With LACNIP being the umbrella organization for area neighborhood associations, neighborhood concerns were among the first questions posed to both candidates, with both voicing support for the work of neighborhood associations.
“They have been a terrific asset to our community,” Berger said. “Without LACNIP and the neighborhood associations, thousands of man hours of work would not get done.
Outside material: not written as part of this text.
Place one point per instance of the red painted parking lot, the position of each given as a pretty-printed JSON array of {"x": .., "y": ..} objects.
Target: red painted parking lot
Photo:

The city’s role in this is to foster the ongoing efforts of these organizations.”
“At one time, we had seven or eight neighborhood associations, and today, we have four,” Cheney said. “We need to build them up into every sector of our city and give them the tools to where we can work with them to foster improvements to our neighborhoods, from housing to property maintenance.”
Both candidates echoed sentiments voiced in previous debates on the economy, with Berger pointing to Lima having its best economy in 40 years with more than 1,000 jobs available and Cheney decrying the level of poverty and crime in the city.
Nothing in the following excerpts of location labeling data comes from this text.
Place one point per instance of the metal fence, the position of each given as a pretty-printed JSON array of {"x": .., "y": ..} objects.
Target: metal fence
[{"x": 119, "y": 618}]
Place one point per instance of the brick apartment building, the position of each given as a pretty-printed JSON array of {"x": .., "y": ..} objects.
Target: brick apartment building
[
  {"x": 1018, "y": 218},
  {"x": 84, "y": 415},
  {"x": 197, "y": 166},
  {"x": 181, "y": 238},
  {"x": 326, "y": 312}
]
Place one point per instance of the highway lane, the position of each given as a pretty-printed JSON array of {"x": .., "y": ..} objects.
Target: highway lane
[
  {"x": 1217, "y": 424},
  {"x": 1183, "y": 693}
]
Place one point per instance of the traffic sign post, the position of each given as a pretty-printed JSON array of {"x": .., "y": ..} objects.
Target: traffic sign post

“Every business in our town is growing,” Berger said. “In industrial business, in the medical field, in education, the growth is terrific.”
“According to the United States Census Bureau, in 1990, Lima had a 21 percent poverty level, and in 2016, it had a poverty level of 32 percent,” Cheney said. “That’s one out of every three people.”
While Berger again applauded the “active” partnerships between the city and surrounding area to foster construction and growth, Cheney again accused administration of creating roadblocks to business expansion, saying it was forcing businesses to work “at the speed of government” when it came to inspections.
“In a Keith Cheney administration, we will have a 24/7/365 inspection department at no higher cost because of a business plan that I have used for years called flex time,” he said. “We will do everything humanly possible to assist you in building your business and expanding in our city.”
Cheney also expressed disapproval of the current community-oriented policing model in use by the Lima Police Department, saying that rather than having officers in set locations, they should be out “walking the beat” and engaging with the public in that way. Berger countered by saying the program has been well-received and officers are engaging with the community.
“They’re not sitting in that office with their feet up waiting for folks to come in,” he said. “They’re out there knocking on doors.”